Techno-troglodyte (again)
May 29, 2007
I’m breaking the mould here, and posting about my own home techno-woes today. I finally decided to overhaul my creaking dual-boot, Windows 2K, Redhat (so old I don’t remember) into a brand-spanking shiny XP / Pick favourite Ubuntu distro here. Note that this may be waaay beyond my technical capabilities. Anyway, based on advice from our divisional Information Officer (i.e. for a dual boot, install Windows first, otherwise it @$#s up your Linux), I went ahead with my XP install.
Now my shiny new birthday pressie (Samsung SyncMaster Flatscreen) doesn’t work properly – every couple of minutes, it pops up a nasty little box saying that the resolution is not optimal, and I have to bang about with the buttons on the screen to get rid of it. So I thought – hmm, time to upgrade my video driver. And have duly spend two days searching for my video driver.
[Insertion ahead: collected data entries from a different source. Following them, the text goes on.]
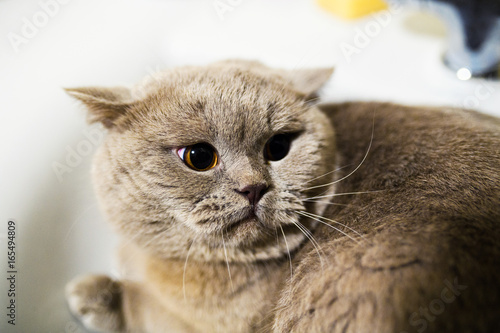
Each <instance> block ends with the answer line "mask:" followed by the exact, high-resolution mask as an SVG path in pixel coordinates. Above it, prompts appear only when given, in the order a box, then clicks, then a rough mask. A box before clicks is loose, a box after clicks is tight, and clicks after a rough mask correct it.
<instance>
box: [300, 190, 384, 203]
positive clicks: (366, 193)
mask: <svg viewBox="0 0 500 333" xmlns="http://www.w3.org/2000/svg"><path fill="white" fill-rule="evenodd" d="M377 192H383V190H374V191H360V192H344V193H332V194H325V195H317V196H315V197H310V198H305V199H303V200H304V201H305V200H311V199H313V200H314V199H323V198H332V197H340V196H344V195H358V194H370V193H377Z"/></svg>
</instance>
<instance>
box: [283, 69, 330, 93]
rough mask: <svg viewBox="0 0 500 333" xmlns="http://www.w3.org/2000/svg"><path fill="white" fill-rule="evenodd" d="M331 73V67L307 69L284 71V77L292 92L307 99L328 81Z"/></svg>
mask: <svg viewBox="0 0 500 333" xmlns="http://www.w3.org/2000/svg"><path fill="white" fill-rule="evenodd" d="M332 73H333V68H332V67H329V68H308V69H299V70H291V71H286V72H285V74H284V76H285V78H286V79H287V80H288V81H289V82H290V84H291V86H292V87H293V88H294V90H296V91H298V92H300V93H302V94H304V95H305V96H306V97H307V98H309V97H313V96H314V95H316V92H317V91H318V90H319V89H320V88H321V87H322V86H323V85H324V84H325V83H326V82H327V81H328V80H329V79H330V77H331V76H332Z"/></svg>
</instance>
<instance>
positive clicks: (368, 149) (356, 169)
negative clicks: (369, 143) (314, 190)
mask: <svg viewBox="0 0 500 333" xmlns="http://www.w3.org/2000/svg"><path fill="white" fill-rule="evenodd" d="M374 131H375V116H374V118H373V124H372V136H371V139H370V144H369V145H368V149H367V150H366V153H365V156H364V157H363V159H362V160H361V162H360V163H359V164H358V166H357V167H356V169H354V170H353V171H351V172H350V173H349V174H348V175H347V176H344V177H342V178H340V179H338V180H335V181H333V182H331V183H328V184H323V185H316V186H312V187H308V188H306V189H304V191H307V190H312V189H315V188H321V187H325V186H330V185H334V184H337V183H339V182H341V181H343V180H344V179H347V178H349V177H351V176H352V175H353V174H354V173H355V172H356V171H358V169H359V168H360V167H361V166H362V165H363V163H364V162H365V161H366V158H367V157H368V154H369V153H370V149H371V147H372V143H373V135H374Z"/></svg>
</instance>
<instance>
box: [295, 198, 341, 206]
mask: <svg viewBox="0 0 500 333" xmlns="http://www.w3.org/2000/svg"><path fill="white" fill-rule="evenodd" d="M301 201H302V202H304V201H305V202H316V203H322V204H325V205H334V206H348V205H347V204H340V203H337V202H330V201H321V200H314V199H303V200H301Z"/></svg>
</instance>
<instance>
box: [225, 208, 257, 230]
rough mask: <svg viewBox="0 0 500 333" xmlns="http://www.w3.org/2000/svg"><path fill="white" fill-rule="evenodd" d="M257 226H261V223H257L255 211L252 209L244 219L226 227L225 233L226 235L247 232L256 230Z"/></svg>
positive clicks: (250, 210)
mask: <svg viewBox="0 0 500 333" xmlns="http://www.w3.org/2000/svg"><path fill="white" fill-rule="evenodd" d="M258 224H261V222H260V221H259V218H258V217H257V214H256V213H255V211H254V210H253V209H252V210H250V211H249V212H248V214H247V215H246V216H245V217H243V218H242V219H240V220H237V221H235V222H233V223H231V224H230V225H229V226H227V228H226V230H225V231H226V234H234V233H239V232H248V231H251V229H255V228H257V227H258V226H257V225H258Z"/></svg>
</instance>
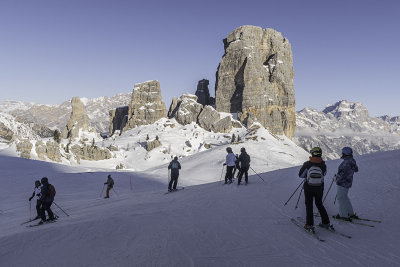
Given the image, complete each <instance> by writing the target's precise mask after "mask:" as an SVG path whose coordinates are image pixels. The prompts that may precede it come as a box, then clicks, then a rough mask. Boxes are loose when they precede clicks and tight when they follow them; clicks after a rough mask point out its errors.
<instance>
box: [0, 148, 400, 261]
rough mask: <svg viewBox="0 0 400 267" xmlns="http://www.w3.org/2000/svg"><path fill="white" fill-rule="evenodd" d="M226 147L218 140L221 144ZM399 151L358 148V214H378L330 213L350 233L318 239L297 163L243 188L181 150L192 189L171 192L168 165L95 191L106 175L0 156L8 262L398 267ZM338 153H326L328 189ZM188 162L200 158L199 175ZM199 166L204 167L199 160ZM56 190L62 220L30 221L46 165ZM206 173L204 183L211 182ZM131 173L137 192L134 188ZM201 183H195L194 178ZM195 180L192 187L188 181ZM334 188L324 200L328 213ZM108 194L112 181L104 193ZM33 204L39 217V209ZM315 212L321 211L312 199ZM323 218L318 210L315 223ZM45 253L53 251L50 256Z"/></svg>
mask: <svg viewBox="0 0 400 267" xmlns="http://www.w3.org/2000/svg"><path fill="white" fill-rule="evenodd" d="M221 149H223V148H221ZM399 158H400V151H392V152H385V153H377V154H371V155H364V156H360V157H357V158H356V160H357V163H358V165H359V168H360V172H359V173H356V174H355V176H354V183H353V187H352V188H351V189H350V191H349V196H350V198H351V200H352V203H353V207H354V209H355V211H356V212H357V213H358V214H359V216H360V217H366V218H372V219H380V220H382V223H374V225H375V227H374V228H369V227H364V226H359V225H353V224H349V223H346V222H338V221H335V220H332V223H333V224H334V226H335V228H336V229H337V230H338V231H340V232H343V233H346V234H349V235H351V236H352V239H346V238H343V237H342V236H339V235H336V234H332V233H330V232H328V231H325V230H323V229H318V228H317V229H316V231H317V232H318V234H319V235H320V237H321V238H323V239H325V240H326V242H319V241H318V240H316V239H315V238H313V237H311V236H309V235H307V233H304V231H302V230H301V229H299V228H298V227H296V226H294V225H293V223H292V222H290V217H294V218H296V217H297V216H301V217H303V218H305V205H304V197H303V196H302V198H301V199H300V203H299V206H298V209H296V210H295V209H294V207H295V205H296V201H297V198H298V193H299V191H298V192H297V193H296V194H295V195H294V197H293V198H292V200H291V201H290V202H289V203H288V205H287V206H284V205H283V204H284V203H285V202H286V201H287V199H288V198H289V196H290V195H291V193H292V192H293V190H295V188H296V187H297V186H298V184H299V183H300V182H301V180H300V179H298V178H297V173H298V170H299V167H294V168H288V169H281V170H276V171H271V172H266V173H259V174H260V175H261V176H262V178H263V179H264V180H265V182H263V181H262V180H261V179H260V178H259V177H258V176H256V175H254V173H253V172H252V171H250V177H249V184H248V185H247V186H244V185H241V186H237V185H236V182H237V180H236V179H235V183H234V184H231V185H221V184H220V183H219V180H220V177H221V166H220V164H219V163H218V167H217V166H214V165H210V164H209V165H208V166H210V168H208V169H207V168H204V166H206V164H207V161H208V160H209V154H207V153H203V154H199V155H196V156H194V157H193V158H189V159H185V160H186V161H184V164H182V167H183V168H185V167H186V171H185V172H182V173H181V176H180V177H179V181H178V183H179V186H182V185H183V186H185V190H181V191H178V192H175V193H173V194H167V195H164V193H165V192H166V188H167V185H166V183H167V179H166V178H165V177H162V175H160V173H162V172H164V173H165V174H166V171H165V167H166V166H163V169H162V170H161V169H160V170H158V169H154V170H151V171H148V172H141V173H131V172H126V171H124V172H111V174H112V176H113V177H114V179H115V191H111V198H110V199H103V198H102V197H100V192H101V190H102V188H103V183H104V182H105V180H106V177H107V175H108V174H109V172H105V171H104V170H100V171H96V169H95V168H92V169H91V172H89V173H86V172H85V169H84V168H81V169H79V167H67V166H63V165H57V164H52V163H47V162H41V161H30V160H24V159H20V158H13V157H9V156H0V174H1V176H0V179H1V184H2V186H1V187H0V210H1V213H0V244H1V247H2V249H1V251H0V263H1V266H309V265H312V266H338V265H343V266H378V265H379V266H399V265H400V256H399V255H400V246H399V245H400V241H399V240H400V232H399V231H398V230H397V229H398V222H399V220H400V214H399V209H398V203H400V192H399V188H400V174H399V173H400V172H399V171H398V161H399ZM340 162H341V161H340V160H334V161H328V162H327V165H328V175H327V176H326V188H325V192H326V190H327V188H328V186H329V184H330V182H331V178H332V177H333V174H334V173H335V172H336V170H337V167H338V165H339V164H340ZM188 166H191V167H190V168H192V166H196V167H193V168H194V169H193V172H192V176H191V175H189V173H190V170H188V169H187V167H188ZM198 166H202V168H203V169H202V170H199V169H195V168H198ZM44 173H45V175H46V176H48V177H49V181H50V183H52V184H54V185H55V186H56V189H57V195H56V199H55V201H56V203H57V204H58V205H60V206H61V207H62V208H63V209H64V210H65V211H66V212H67V213H69V214H70V216H69V217H67V216H65V215H64V214H63V213H62V212H61V211H60V210H59V209H58V208H57V207H56V206H54V205H53V206H52V209H53V211H54V212H55V213H56V214H57V215H59V216H60V219H59V220H58V221H57V222H56V223H53V224H48V225H43V226H39V227H34V228H28V227H25V226H21V225H20V223H22V222H23V221H25V220H26V219H28V217H29V202H28V198H29V197H30V195H31V193H32V190H33V183H34V181H35V180H36V179H40V178H41V177H42V176H43V174H44ZM204 176H206V177H209V178H208V179H209V180H208V181H209V183H205V182H204ZM130 177H132V183H133V191H131V190H130ZM196 183H197V185H196ZM188 185H192V186H188ZM335 192H336V186H335V185H334V186H333V187H332V189H331V192H330V194H329V195H328V197H327V199H326V201H325V206H326V208H327V211H328V213H329V214H336V213H337V212H338V210H337V209H338V207H337V203H336V206H334V205H333V202H334V198H335ZM104 195H105V189H104V191H103V196H104ZM34 204H35V203H32V216H34V214H35V209H34ZM314 209H315V211H316V208H315V207H314ZM319 221H320V219H319V218H315V224H317V223H319ZM44 255H46V256H44Z"/></svg>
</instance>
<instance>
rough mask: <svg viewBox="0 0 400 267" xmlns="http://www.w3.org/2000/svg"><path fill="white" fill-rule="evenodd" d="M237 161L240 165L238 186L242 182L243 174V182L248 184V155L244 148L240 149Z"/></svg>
mask: <svg viewBox="0 0 400 267" xmlns="http://www.w3.org/2000/svg"><path fill="white" fill-rule="evenodd" d="M238 161H239V163H240V168H239V180H238V185H240V182H241V181H242V176H243V174H244V180H245V181H246V184H247V183H248V182H249V174H248V171H249V168H250V156H249V154H247V153H246V149H245V148H244V147H242V148H241V149H240V156H239V159H238Z"/></svg>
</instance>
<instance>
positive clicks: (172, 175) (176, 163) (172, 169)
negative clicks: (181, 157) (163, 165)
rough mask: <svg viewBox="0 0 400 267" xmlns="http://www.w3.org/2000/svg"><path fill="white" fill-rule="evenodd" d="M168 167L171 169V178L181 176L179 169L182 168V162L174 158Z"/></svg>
mask: <svg viewBox="0 0 400 267" xmlns="http://www.w3.org/2000/svg"><path fill="white" fill-rule="evenodd" d="M173 165H174V167H173ZM168 169H169V170H171V178H172V179H176V178H178V177H179V170H180V169H181V164H180V163H179V161H177V160H173V161H171V162H170V163H169V165H168Z"/></svg>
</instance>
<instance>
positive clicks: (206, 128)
mask: <svg viewBox="0 0 400 267" xmlns="http://www.w3.org/2000/svg"><path fill="white" fill-rule="evenodd" d="M197 123H198V124H199V125H200V127H202V128H204V129H205V130H207V131H213V132H216V133H218V132H220V133H227V132H229V131H230V130H231V129H232V121H231V117H230V116H228V117H225V118H223V119H221V116H220V114H219V112H218V111H216V110H215V109H214V108H213V107H211V106H205V107H204V108H203V110H202V111H201V113H200V114H199V117H198V118H197Z"/></svg>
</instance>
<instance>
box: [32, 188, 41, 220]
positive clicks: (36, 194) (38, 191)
mask: <svg viewBox="0 0 400 267" xmlns="http://www.w3.org/2000/svg"><path fill="white" fill-rule="evenodd" d="M40 185H41V184H40V181H39V180H36V181H35V188H34V189H33V193H32V196H31V197H30V198H29V201H31V200H32V199H33V198H34V197H36V213H37V216H36V217H35V218H34V219H33V220H37V219H39V218H40V214H41V212H40V206H41V205H42V202H41V201H40Z"/></svg>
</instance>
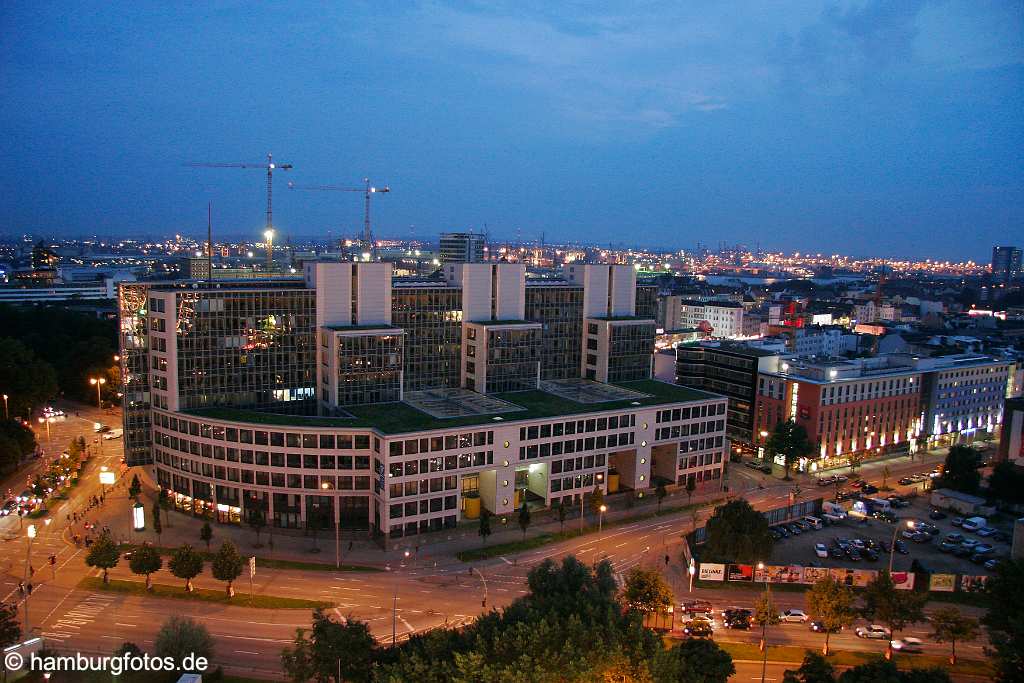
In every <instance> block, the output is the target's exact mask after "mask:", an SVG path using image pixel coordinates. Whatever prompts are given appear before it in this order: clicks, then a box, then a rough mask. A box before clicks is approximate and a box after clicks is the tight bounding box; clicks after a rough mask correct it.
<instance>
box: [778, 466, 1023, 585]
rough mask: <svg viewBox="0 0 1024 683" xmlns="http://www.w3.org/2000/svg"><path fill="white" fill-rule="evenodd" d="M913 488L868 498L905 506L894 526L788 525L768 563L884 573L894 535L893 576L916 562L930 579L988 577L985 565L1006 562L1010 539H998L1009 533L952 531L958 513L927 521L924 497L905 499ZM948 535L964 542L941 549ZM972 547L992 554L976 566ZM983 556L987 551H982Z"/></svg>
mask: <svg viewBox="0 0 1024 683" xmlns="http://www.w3.org/2000/svg"><path fill="white" fill-rule="evenodd" d="M916 487H920V484H919V485H915V486H899V488H900V489H901V490H902V492H904V493H902V494H900V493H896V492H886V493H881V494H873V495H872V496H871V498H887V497H890V496H898V497H900V498H902V499H903V500H904V501H905V502H906V504H907V505H906V506H905V507H894V508H893V509H892V513H893V515H894V520H895V521H893V522H889V521H884V520H882V519H877V518H870V517H868V518H865V519H863V520H858V519H855V518H852V517H849V516H848V517H847V518H846V519H845V520H843V521H840V522H835V523H831V524H827V525H825V526H824V527H823V528H820V529H814V528H811V526H810V525H809V524H805V526H806V528H805V529H798V530H800V531H801V532H800V533H794V532H793V528H792V525H787V526H790V529H788V530H790V536H788V537H787V538H785V537H782V538H779V539H777V540H776V541H775V549H774V551H773V552H772V562H773V563H778V564H797V565H816V566H826V567H848V568H863V569H884V568H887V567H888V564H889V554H890V549H891V548H892V546H891V545H890V544H891V543H892V540H893V535H894V532H895V535H896V539H897V543H896V547H895V551H893V569H894V570H897V571H900V570H909V569H910V568H911V567H910V565H911V563H912V561H913V560H918V561H919V562H920V563H921V564H922V565H924V568H925V569H926V570H928V571H930V572H933V573H961V574H986V573H990V571H989V570H988V569H986V568H985V566H984V562H985V561H987V560H989V559H997V558H1000V557H1007V556H1009V554H1010V545H1009V543H1008V541H1009V538H1010V537H1009V535H1007V536H1002V535H1004V533H1007V531H1008V529H1006V528H998V527H997V526H996V528H997V529H998V531H999V532H998V533H994V535H989V533H988V532H987V531H983V532H982V535H981V536H979V535H978V533H977V532H970V531H965V530H964V529H963V528H961V527H958V526H956V525H954V523H953V522H954V521H956V518H957V517H959V515H958V514H957V513H952V512H947V511H942V514H943V515H944V517H943V518H939V519H936V518H932V516H930V515H931V513H932V512H933V509H932V507H931V506H930V505H929V503H928V494H927V493H923V494H922V495H920V496H913V495H912V494H910V495H906V494H908V493H910V492H911V490H912V489H913V488H916ZM830 494H831V489H828V493H827V494H826V500H827V499H828V497H829V495H830ZM855 500H856V499H854V498H851V499H849V500H845V501H843V502H842V505H843V507H845V508H847V509H849V508H850V507H851V505H852V504H853V502H854V501H855ZM934 516H935V517H937V516H938V515H934ZM907 522H914V528H910V527H908V524H907ZM776 526H778V525H776ZM923 529H924V530H923ZM951 533H957V535H959V536H961V537H962V539H963V540H962V541H961V539H958V538H956V537H953V538H952V541H953V542H947V543H945V544H943V543H942V542H943V541H944V540H945V539H947V537H948V536H949V535H951ZM816 544H822V545H823V546H824V552H825V553H827V556H826V557H821V549H820V548H819V549H818V551H817V552H816V550H815V546H816ZM974 544H979V545H981V544H984V545H987V546H990V547H991V550H990V551H987V552H985V553H983V554H982V555H981V556H980V557H975V559H976V560H977V561H974V562H973V561H972V559H971V558H972V557H973V556H975V553H974V552H973V550H974V548H973V547H972V548H968V546H973V545H974ZM982 550H985V549H984V547H983V548H982ZM954 553H955V554H954ZM957 555H959V556H957Z"/></svg>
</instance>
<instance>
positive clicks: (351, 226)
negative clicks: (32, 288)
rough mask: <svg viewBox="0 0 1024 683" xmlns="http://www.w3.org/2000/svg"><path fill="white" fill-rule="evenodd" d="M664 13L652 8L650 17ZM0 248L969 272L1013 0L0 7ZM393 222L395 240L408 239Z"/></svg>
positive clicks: (1023, 125) (1001, 221)
mask: <svg viewBox="0 0 1024 683" xmlns="http://www.w3.org/2000/svg"><path fill="white" fill-rule="evenodd" d="M673 7H675V8H673ZM0 29H2V34H0V35H2V36H3V40H2V41H0V84H2V86H3V88H2V96H0V130H3V131H4V136H3V137H4V144H3V159H4V163H3V164H0V233H3V234H18V233H22V232H33V233H39V234H52V236H78V234H89V233H98V234H101V236H120V234H138V236H144V234H148V236H156V234H166V233H169V232H174V231H182V232H189V233H196V234H199V233H201V232H202V231H204V230H205V223H206V203H207V202H208V201H213V202H214V208H215V217H216V229H217V230H218V232H220V233H221V234H228V233H230V234H252V236H253V237H256V236H258V234H259V233H260V231H261V229H262V225H263V210H264V196H263V176H262V175H261V174H260V172H259V171H240V170H215V169H191V168H185V167H184V166H183V164H184V163H186V162H189V161H208V162H233V161H254V162H258V161H260V160H261V158H262V157H263V156H264V155H265V154H266V153H267V152H272V153H273V154H274V157H275V159H276V160H279V161H283V162H291V163H293V164H294V165H295V170H294V171H292V172H291V174H290V176H285V175H281V176H276V180H278V181H276V182H275V187H274V189H275V193H274V197H275V202H274V208H275V211H274V218H275V220H274V222H275V224H276V226H278V228H279V229H280V230H281V231H282V232H284V233H286V234H287V233H291V234H293V236H311V234H319V236H326V233H327V231H328V230H331V232H332V234H333V236H334V237H338V236H339V234H341V233H342V232H343V231H344V232H348V233H350V232H352V231H354V230H355V229H356V228H357V227H358V225H359V223H360V221H361V204H360V200H359V197H358V196H354V195H344V194H327V193H298V191H289V190H288V189H287V188H286V182H285V181H286V180H287V179H288V178H289V177H290V178H291V179H294V180H295V181H296V182H310V183H345V184H348V183H358V181H359V179H360V178H361V177H362V176H364V175H369V176H370V177H371V178H374V179H376V180H378V181H380V182H386V183H389V184H390V185H391V186H392V190H393V191H392V194H391V195H389V196H386V197H383V198H381V201H380V202H379V203H378V205H377V206H378V207H379V211H378V212H377V217H378V221H377V231H378V233H379V234H384V236H395V237H408V236H409V234H410V233H411V231H412V230H414V229H415V234H416V236H417V237H423V238H426V237H429V236H436V233H437V232H438V231H440V230H443V229H452V228H467V227H474V228H481V227H482V226H483V225H484V223H486V224H487V225H488V227H489V230H490V232H492V233H494V234H496V236H499V237H500V238H501V237H511V238H514V237H515V236H516V233H517V231H521V234H522V237H523V239H527V238H536V237H538V236H540V233H541V232H542V231H544V232H546V234H547V239H548V240H549V241H560V240H561V241H566V240H586V241H599V242H614V243H616V244H617V243H627V244H642V245H649V246H667V247H690V246H693V245H694V244H695V243H696V242H698V241H701V242H703V243H705V244H709V245H712V246H714V245H717V244H718V242H719V241H723V240H724V241H728V242H729V243H736V242H740V243H745V244H748V245H751V246H753V245H754V244H755V243H757V242H758V241H760V243H761V245H762V247H764V248H775V249H786V250H800V251H815V252H816V251H821V252H834V251H838V252H844V253H853V254H858V255H862V254H871V253H876V254H884V255H896V256H920V257H926V256H930V257H940V258H950V259H952V258H956V259H959V258H975V259H984V260H987V257H988V254H990V251H989V250H990V247H991V245H992V244H994V243H1007V242H1008V241H1009V242H1010V243H1015V242H1016V243H1017V244H1020V243H1024V4H1022V3H1021V2H1020V1H1019V0H1007V1H1004V2H998V1H986V0H963V1H953V0H949V1H945V0H936V1H924V0H922V1H915V0H898V1H879V2H874V1H863V0H862V1H856V0H852V1H849V2H824V3H818V2H812V1H810V0H796V1H794V2H788V3H781V2H721V1H720V0H719V1H714V0H713V1H709V2H703V1H699V2H697V1H688V2H681V3H672V2H664V1H663V2H632V3H614V2H600V3H584V2H532V1H529V2H523V1H510V2H507V3H505V2H466V3H441V2H437V3H432V2H424V3H418V2H416V3H414V2H372V3H369V2H368V3H364V2H325V3H312V2H295V3H272V4H271V3H247V2H209V3H207V2H202V3H173V2H153V3H150V2H130V3H129V2H124V3H93V2H88V3H76V2H56V3H48V2H41V1H40V0H33V1H31V2H23V1H20V0H6V2H3V3H0ZM414 225H415V228H412V227H411V226H414Z"/></svg>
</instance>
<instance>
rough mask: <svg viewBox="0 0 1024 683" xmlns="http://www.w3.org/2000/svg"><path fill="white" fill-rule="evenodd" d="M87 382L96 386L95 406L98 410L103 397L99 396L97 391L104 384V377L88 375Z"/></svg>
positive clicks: (99, 407) (97, 390) (99, 408)
mask: <svg viewBox="0 0 1024 683" xmlns="http://www.w3.org/2000/svg"><path fill="white" fill-rule="evenodd" d="M89 384H92V385H93V386H95V387H96V408H98V409H99V410H102V409H103V399H102V398H101V397H100V395H99V391H100V388H101V387H102V386H103V385H104V384H106V378H105V377H90V378H89Z"/></svg>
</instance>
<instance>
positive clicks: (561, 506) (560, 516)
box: [556, 501, 567, 531]
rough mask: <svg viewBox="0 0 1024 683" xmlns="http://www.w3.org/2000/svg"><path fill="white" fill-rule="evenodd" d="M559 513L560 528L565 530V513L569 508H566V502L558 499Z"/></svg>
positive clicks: (558, 511) (558, 513) (558, 515)
mask: <svg viewBox="0 0 1024 683" xmlns="http://www.w3.org/2000/svg"><path fill="white" fill-rule="evenodd" d="M556 511H557V513H558V530H559V531H564V530H565V515H566V513H567V510H566V509H565V503H563V502H561V501H558V503H557V510H556Z"/></svg>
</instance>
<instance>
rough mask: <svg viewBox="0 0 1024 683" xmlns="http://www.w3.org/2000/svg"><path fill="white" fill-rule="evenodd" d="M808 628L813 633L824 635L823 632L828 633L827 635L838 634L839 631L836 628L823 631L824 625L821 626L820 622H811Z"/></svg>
mask: <svg viewBox="0 0 1024 683" xmlns="http://www.w3.org/2000/svg"><path fill="white" fill-rule="evenodd" d="M809 628H810V630H811V631H813V632H814V633H824V632H825V631H828V632H829V633H839V631H840V630H839V629H837V628H836V627H833V628H831V629H825V625H824V624H822V623H821V622H811V624H810V626H809Z"/></svg>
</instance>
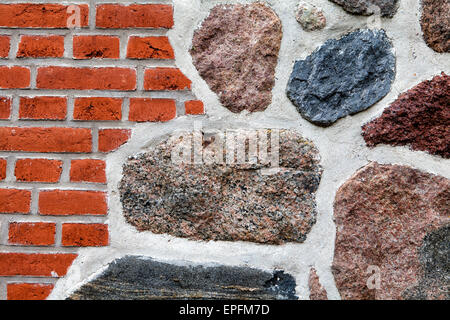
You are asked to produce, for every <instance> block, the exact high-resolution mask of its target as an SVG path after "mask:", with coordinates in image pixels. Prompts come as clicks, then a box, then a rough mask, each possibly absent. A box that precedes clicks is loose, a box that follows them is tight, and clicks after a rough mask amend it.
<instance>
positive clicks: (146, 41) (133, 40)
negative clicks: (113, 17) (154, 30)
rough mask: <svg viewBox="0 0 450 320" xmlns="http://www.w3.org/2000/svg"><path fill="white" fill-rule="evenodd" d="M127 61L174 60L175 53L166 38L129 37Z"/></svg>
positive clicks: (127, 52)
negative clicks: (150, 59) (139, 60)
mask: <svg viewBox="0 0 450 320" xmlns="http://www.w3.org/2000/svg"><path fill="white" fill-rule="evenodd" d="M127 58H129V59H175V53H174V52H173V48H172V46H171V45H170V42H169V38H167V37H130V39H129V40H128V49H127Z"/></svg>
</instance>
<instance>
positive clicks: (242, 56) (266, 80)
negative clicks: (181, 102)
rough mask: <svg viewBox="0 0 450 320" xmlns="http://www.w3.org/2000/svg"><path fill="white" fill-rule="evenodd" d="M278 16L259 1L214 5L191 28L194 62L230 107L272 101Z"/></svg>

Thanks to a marvelous utility called EVEREST , I didn’t actually have to take a screwdriver to my pc case to find out what graphics card I had, but just a click of a mouse told me it was a SiS 315 Integrated (yup, that really meant a lot to me). So I searched for that, found a download, downloaded it – tried to install it, and got told it couldn’t install, as I didn’t have the driver. Checking out Control Panel -> Display properties -> Settings -> Advanced -> Adapter didn’t give me any info, as it just had some random VGA thing listed, with no properties or anything.
After much swearing, I found a forum in which the answer to almost every question was “Install the drivers for your motherboard, then try again”. So (thanks to Everest), I searched for the chipset drivers (SiS 651), found them here and installed them. Huzzah! I now have a screen that works. It still makes every second line fuzzy – so I’m now going to try installing the actual drivers for the monitor next.
Anyway, I’ll probably post any updates to my quest for a shiny dual-boot system on a middle-aged pc on this blog, not my usual personal ones, as I don’t think my friends are terribly interested in the ins and outs my system woes. (Plus, I’d probably have to be embarrassed if any of them realized the extent of my techno-naivete.)